Dès les premières pages de son livre Le pouvoir des regrets (Ed. Trédaniel), on comprend que Daniel Pink va nous faire totalement changer de regard sur les regrets. Pour ce journaliste et auteur américain : « Le regret n’est ni dangereux ni anormal, il ne nous écarte pas du chemin tout tracé vers le bonheur. C’est même un phénomène très sain. Et c’est tout aussi humain qu’universel. Le regret est une chose précieuse. Il nous fait mieux voir et comprendre les choses. À condition de bien s’y prendre, le regret ne nous tire pas vers le bas, il peut au contraire nous tirer vers le haut. » Ce sont les regrets qui font de nous des humains, insiste l’auteur qui a épluché 50 ans de recherche sur cette émotion et mené ses propres enquêtes de terrain, l’une aux États-Unis, l’autre dans le monde entier. L’idée de pouvoir exprimer librement et anonymement ses regrets semble avoir séduit puisque plus de 24 000 personnes représentant 110 pays ont jusqu’ici répondu à l’auteur et à la World Regret Survey.

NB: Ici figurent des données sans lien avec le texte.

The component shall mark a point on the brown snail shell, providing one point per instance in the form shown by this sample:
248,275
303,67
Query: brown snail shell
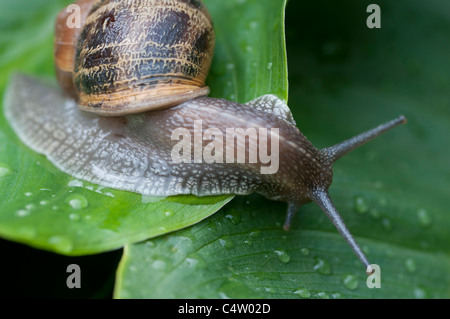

Daniel, vous classez les regrets en quatre catégories il y a ceux qui portent sur : les fondations (santé, scolarité/études, finances) ; le manque d’audace (les opportunités que nous n’avons pas saisies) ; la morale (et donc mauvaises décisions que nous avons prises) et les liens (relations avec les autres)… Dans laquelle retrouve-t-on le plus souvent les regrets d’ordre professionnels ? Et quels sont ceux qui reviennent le plus souvent ?
J’ai établi cette classification grâce aux apports de mon enquête mondiale sur les regrets, la World Regret Survey. J’ai remarqué que les regrets exprimés par tous ces gens relèvent moins de certains domaines de la vie (la carrière, la famille, les études, etc.) que d’un ensemble de valeurs et d’aspirations bien plus profond.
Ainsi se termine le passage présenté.